A former Aboyne Academy pupil, Ms Ross praised her former chemistry teacher at the school, Dr Campbell, who gave her extra tuition at lunchtimes and said that “she turned something I hated into something I loved”.
‘Champion for others’
Ms Ross, from Tarland, said: “I would like to take this opportunity to say a massive thank you to Dr Campbell and to all the amazing teachers, lecturers, mentors, champions, friends and of course my family, who have supported me along my journey.
“I hope that in the work that I do, I am that same champion for others in agriculture and science.
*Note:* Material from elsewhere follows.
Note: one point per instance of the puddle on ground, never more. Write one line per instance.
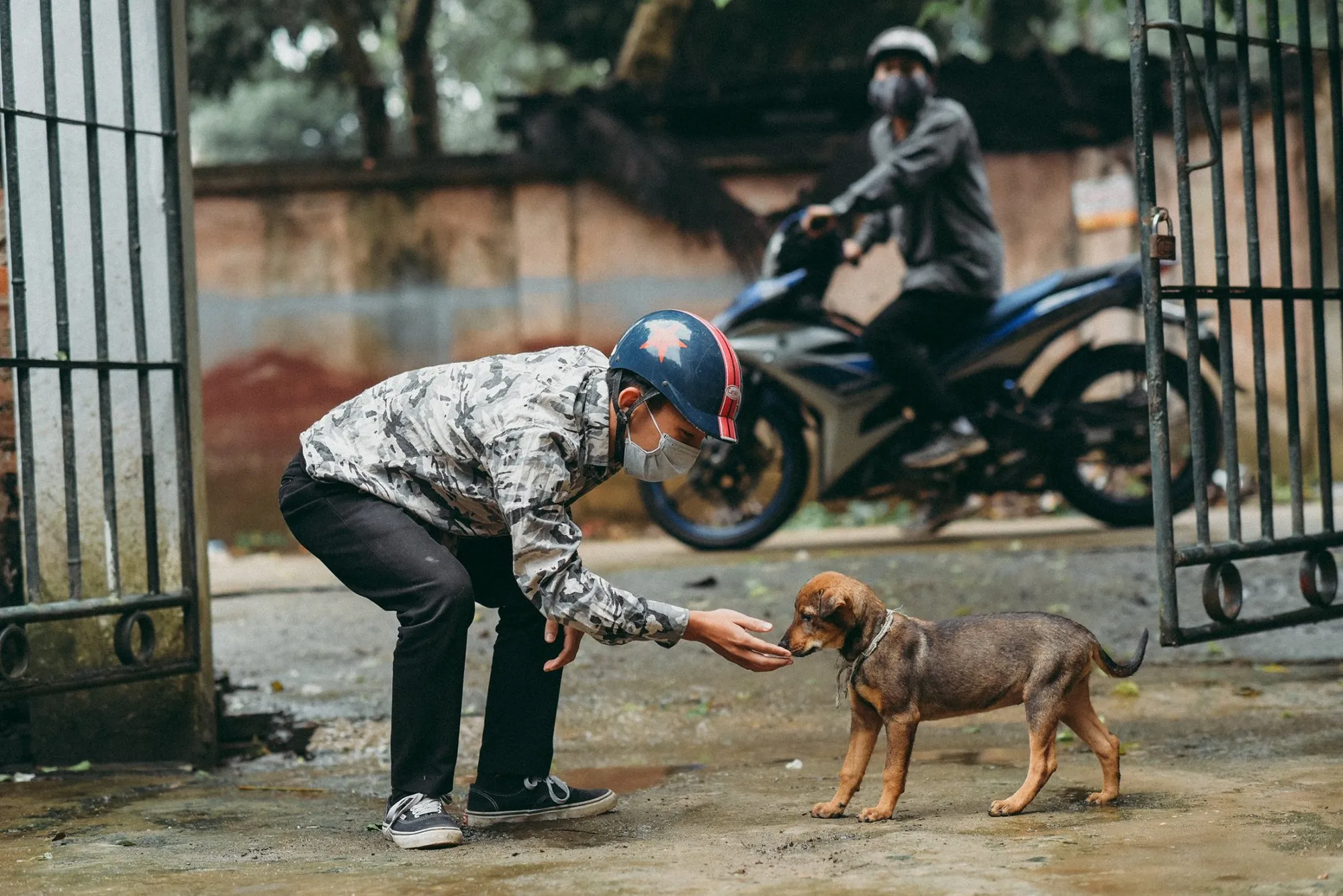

I am particularly passionate about encouraging the next generation in Stem subjects and showcasing the wide range of career opportunities which are available within agriculture and science.
“I am hugely shocked and massively honoured to receive an OBE and I look forward to using it to help champion career opportunities in agriculture and science.”
As well as the north-east, she has also lived in Angola, Norway, South Africa and Tanzania, where she furthered her research and supported MSc and PhD students.
Aberdeen University’s principal and vice-chancellor, George Boyne said: “This is great news for Dr Ross and I am delighted that her outstanding contribution to agriculture and science has been recognised in the Queen’s Platinum Jubilee Birthday Honours.
“I know the university community will be very pleased that Dr Ross has been recognised for her work.”
In her spare time, Ms Ross is a keen bale artist.
Her numerous creations during lockdown inspired many in Aberdeenshire and subsequently led to her winning the Tour of Britain National Land Art competition with a creative environmentally friendly bike display.
All proceeds raised through the imaginative displays go towards North-East Sensory Services (Ness).